BY-LAWS,
AS AMENDED,
OF
COYOTE VENTURES CORP.
(A NEVADA CORPORATION)
ARTICLE I
OFFICES
Section 1. Registered Office. The registered office of the corporation in the State of Nevada shall be in the City
of Las Vegas, State of Nevada.
Section 2. Other Offices. The corporation shall also have and maintain an office or principal place of business at
such place as may be fixed by the Board of Directors, and may also have offices at such other places, both within
and without the State of Nevada as the Board of Directors may from time to time determine or the business of
the corporation may require.
ARTICLE II
CORPORATE SEAL
Section 3. Corporate Seal. The corporate seal shall consist of a die bearing the name of the corporation and the
inscription, "Corporate Seal-Nevada." Said seal may be used by causing it or a facsimile thereof to be impressed
or affixed or reproduced or otherwise.
ARTICLE III
STOCKHOLDERS' MEETINGS
Section 4. Place of Meetings.

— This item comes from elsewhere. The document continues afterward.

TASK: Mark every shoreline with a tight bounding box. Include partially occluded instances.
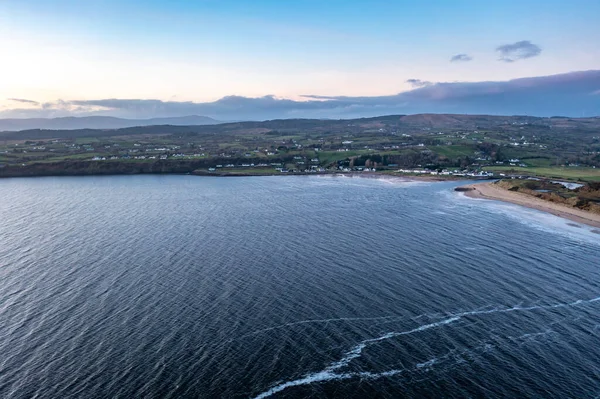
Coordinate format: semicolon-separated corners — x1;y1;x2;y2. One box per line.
460;182;600;228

Meetings of the stockholders of the corporation shall be held at such place, either
within or without the State of Nevada, as may be designated from time to time by the Board of Directors, or, if
not so designated, then at the office of the corporation required to be maintained pursuant to
Section 2 hereof.
Section 5. Annual Meeting.
(a) The annual meeting of the stockholders of the corporation, for the purpose of election of directors and for
such other business as may lawfully come before it, shall be held on such date and at such time as may be
designated from time to time by the Board of Directors.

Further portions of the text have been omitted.